Zero-shot inference is performed by passing the (unknown) inlier training set and each unlabeled test point into the frozen model; no adaptation or parameter tuning is required.

Empirical evaluation on 57 datasets (tabular and embedding-based) against 26 baseline OD methods shows FoMo-0D to be highly competitive, with mean AUROC rank statistically indistinguishable from top methods (e.g., $p=0.106$ vs. kNN on all datasets). Inference is efficient—$7.7$ ms/sample (NVIDIA RTX A6000)—and requires no retraining per new dataset. Limitations include reliance on Gaussian-like data marginals and a pretraining prior that does not capture categorical or complex dependencies, though generalization holds to $d\le 500$ with minor accuracy loss (Shen et al., 2024).

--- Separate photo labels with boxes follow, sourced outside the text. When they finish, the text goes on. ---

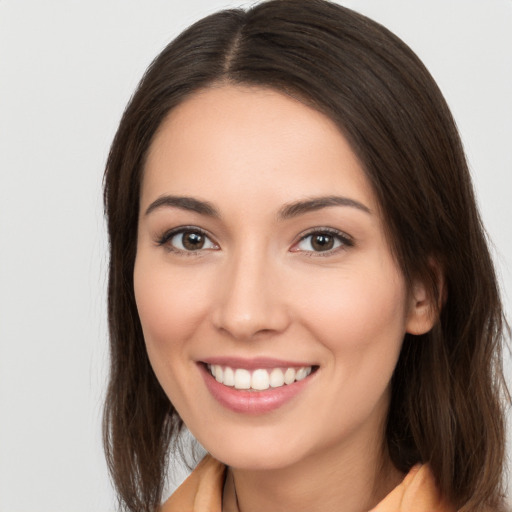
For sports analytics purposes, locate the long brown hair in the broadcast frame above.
[104,0,506,512]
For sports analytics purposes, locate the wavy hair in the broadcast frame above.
[104,0,508,512]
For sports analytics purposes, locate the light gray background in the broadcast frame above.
[0,0,512,512]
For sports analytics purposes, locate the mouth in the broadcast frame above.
[198,358,319,415]
[206,364,318,392]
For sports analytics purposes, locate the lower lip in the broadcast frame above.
[199,364,314,414]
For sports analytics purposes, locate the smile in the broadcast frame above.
[198,358,319,415]
[207,364,313,391]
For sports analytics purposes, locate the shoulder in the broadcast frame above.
[160,455,226,512]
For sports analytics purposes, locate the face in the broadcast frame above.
[134,86,428,469]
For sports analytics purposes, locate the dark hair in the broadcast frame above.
[104,0,506,512]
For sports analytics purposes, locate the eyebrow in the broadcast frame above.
[278,196,372,220]
[145,196,220,218]
[145,195,372,220]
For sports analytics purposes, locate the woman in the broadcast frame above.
[105,0,510,512]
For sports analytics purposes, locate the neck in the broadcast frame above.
[224,430,403,512]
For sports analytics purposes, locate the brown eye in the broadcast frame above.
[292,229,354,254]
[181,231,205,251]
[311,233,334,251]
[165,229,217,252]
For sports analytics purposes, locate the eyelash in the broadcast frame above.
[293,228,354,258]
[156,226,354,257]
[156,226,217,256]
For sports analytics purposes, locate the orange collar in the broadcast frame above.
[160,455,455,512]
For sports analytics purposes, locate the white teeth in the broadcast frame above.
[215,365,224,384]
[284,368,296,384]
[295,368,311,380]
[223,366,235,386]
[235,368,251,389]
[270,368,284,388]
[251,370,270,391]
[208,364,312,391]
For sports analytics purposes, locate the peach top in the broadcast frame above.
[160,455,455,512]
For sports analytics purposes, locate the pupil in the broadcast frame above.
[311,234,334,251]
[183,232,204,251]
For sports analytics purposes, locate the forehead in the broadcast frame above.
[141,85,376,213]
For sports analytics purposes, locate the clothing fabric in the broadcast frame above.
[161,455,455,512]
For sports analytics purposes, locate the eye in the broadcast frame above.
[292,229,353,253]
[158,228,218,252]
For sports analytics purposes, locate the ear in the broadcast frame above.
[405,261,446,335]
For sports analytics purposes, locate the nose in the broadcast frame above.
[213,248,290,340]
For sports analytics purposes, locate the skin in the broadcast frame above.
[134,85,433,512]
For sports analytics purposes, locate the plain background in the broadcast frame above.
[0,0,512,512]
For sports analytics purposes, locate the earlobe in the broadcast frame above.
[405,283,437,335]
[406,269,445,335]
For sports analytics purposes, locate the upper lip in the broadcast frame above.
[199,356,316,370]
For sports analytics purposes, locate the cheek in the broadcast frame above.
[296,263,406,367]
[134,255,212,357]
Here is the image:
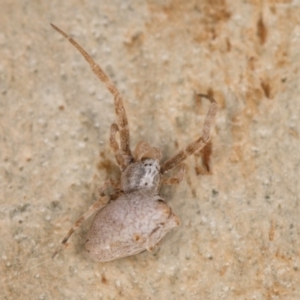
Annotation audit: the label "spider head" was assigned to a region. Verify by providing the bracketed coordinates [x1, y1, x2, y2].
[121, 158, 160, 193]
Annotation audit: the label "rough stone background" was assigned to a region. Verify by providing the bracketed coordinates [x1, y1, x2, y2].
[0, 0, 300, 300]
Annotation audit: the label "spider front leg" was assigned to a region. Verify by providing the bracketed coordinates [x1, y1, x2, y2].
[51, 24, 132, 166]
[160, 94, 218, 174]
[109, 123, 126, 171]
[161, 164, 186, 185]
[52, 196, 111, 258]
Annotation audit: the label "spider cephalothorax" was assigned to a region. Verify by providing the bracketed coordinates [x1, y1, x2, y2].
[51, 24, 217, 262]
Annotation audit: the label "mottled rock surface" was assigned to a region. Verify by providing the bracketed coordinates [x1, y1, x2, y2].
[0, 0, 300, 300]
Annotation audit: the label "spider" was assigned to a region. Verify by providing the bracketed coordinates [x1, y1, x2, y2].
[51, 24, 217, 262]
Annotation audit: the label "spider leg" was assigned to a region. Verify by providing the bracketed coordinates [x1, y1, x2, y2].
[109, 123, 126, 171]
[161, 163, 186, 185]
[52, 197, 110, 258]
[160, 94, 218, 174]
[51, 24, 132, 166]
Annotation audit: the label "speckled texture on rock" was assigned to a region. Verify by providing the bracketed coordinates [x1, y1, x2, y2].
[0, 0, 300, 300]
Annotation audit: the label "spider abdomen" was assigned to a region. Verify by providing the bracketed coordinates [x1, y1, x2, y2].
[85, 191, 180, 262]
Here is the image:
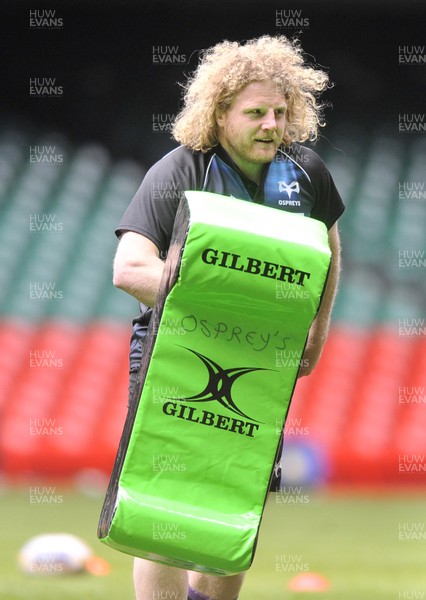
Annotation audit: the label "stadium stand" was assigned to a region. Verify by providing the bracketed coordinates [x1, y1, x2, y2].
[0, 129, 426, 484]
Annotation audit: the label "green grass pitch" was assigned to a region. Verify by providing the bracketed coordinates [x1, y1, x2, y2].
[0, 485, 426, 600]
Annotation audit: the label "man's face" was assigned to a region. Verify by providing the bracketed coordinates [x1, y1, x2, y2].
[216, 80, 287, 181]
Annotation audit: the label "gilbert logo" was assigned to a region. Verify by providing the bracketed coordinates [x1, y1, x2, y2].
[278, 181, 300, 200]
[163, 346, 267, 437]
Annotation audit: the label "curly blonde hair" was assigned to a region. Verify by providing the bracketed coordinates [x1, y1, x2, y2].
[172, 35, 328, 152]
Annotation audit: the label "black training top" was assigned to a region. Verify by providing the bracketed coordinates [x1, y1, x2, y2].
[116, 144, 344, 371]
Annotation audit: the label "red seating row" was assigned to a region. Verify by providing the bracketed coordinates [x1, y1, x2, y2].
[0, 321, 426, 484]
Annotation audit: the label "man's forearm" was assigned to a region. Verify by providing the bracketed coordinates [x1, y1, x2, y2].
[113, 231, 164, 306]
[299, 225, 340, 377]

4. Mathematical Foundations and Simplifying Assumptions

Across its applications, FoMo-0D employs simplifications that underlie both its tractability and limitations. In legal eDiscovery, the model presumes documents are i.i.d. carriers of single (mutually independent) factoids, for which the coverage of rare factoids dominates the discovery process. In cardiovascular modeling, 0D abstraction is justified as an asymptotic reduction: spatial details are collapsed into lumped circuits parameterized by geometry, yielding fast and interpretable surrogates at the expense of intra-segment granularity. In zero-shot OD, the Bayesian formulation is dependent on the fidelity of the synthetic data prior, and attention-based Transformer modules are made tractable by routerization.

These frameworks benefit when object frequency distributions are heavy-tailed (e.g., Zipf, Heap’s law), as a small sample quickly captures high-prevalence entities, while rare entities determine asymptotic coverage or detection limits.

5. Practical Implications and Empirical Performance

In eDiscovery, FoMo-0D provides a quantitative tool to argue that additional document review is unlikely to yield novel factoids, thus guiding efficient discovery processes with rigorously bounded omission risk. For cardiovascular engineering, the FoMo-0D pipeline enables rapid development, uncertainty quantification, and exploration of patient models on commodity hardware, matching 3D reference simulations to within $\leq$ 10% for clinically relevant outputs in anatomically variable scenarios. As a zero-shot outlier detector, FoMo-0D streamlines OD deployment in practice, dispensing with model selection hurdles and enabling millisecond-scale inference in streaming or real-time settings.

The main limitations across domains include sensitivity to the statistical assumptions inherent in each abstraction—e.g., factoid independence in eDiscovery, linear wall mechanics in hemodynamics, and distributional mismatch in zero-shot OD on real-world data.

6. Future Directions and Extensions

Potential advances for FoMo-0D frameworks include:

In eDiscovery, using occupancy models parameterized by empirically estimated frequency distributions or integrating semantic relations between factoids.
For lumped-parameter cardiovascular models, incorporating dynamic loss models at junctions, segmenting vessels more finely, and representing nonlinear or active vessel wall properties via variable elastance or viscoelasticity. Augmentation with machine learning at key network elements (e.g., junctions or stenoses) could improve fidelity.
In zero-shot OD, enriching the synthetic pretraining prior to model categorical features, contextual/correlated anomalies, and causal dependencies, as well as incorporating real datasets or pre-trained generative models. Extension to contaminated, streaming, or multimodal (image, text, graph) OD tasks is a plausible trajectory.

Each branch of FoMo-0D demonstrates that 0D abstractions, when judiciously constructed and validated, provide interpretable, computationally efficient, and scalable solutions to complex real-world problems, with substantial room for further innovation across both methodological and applied axes.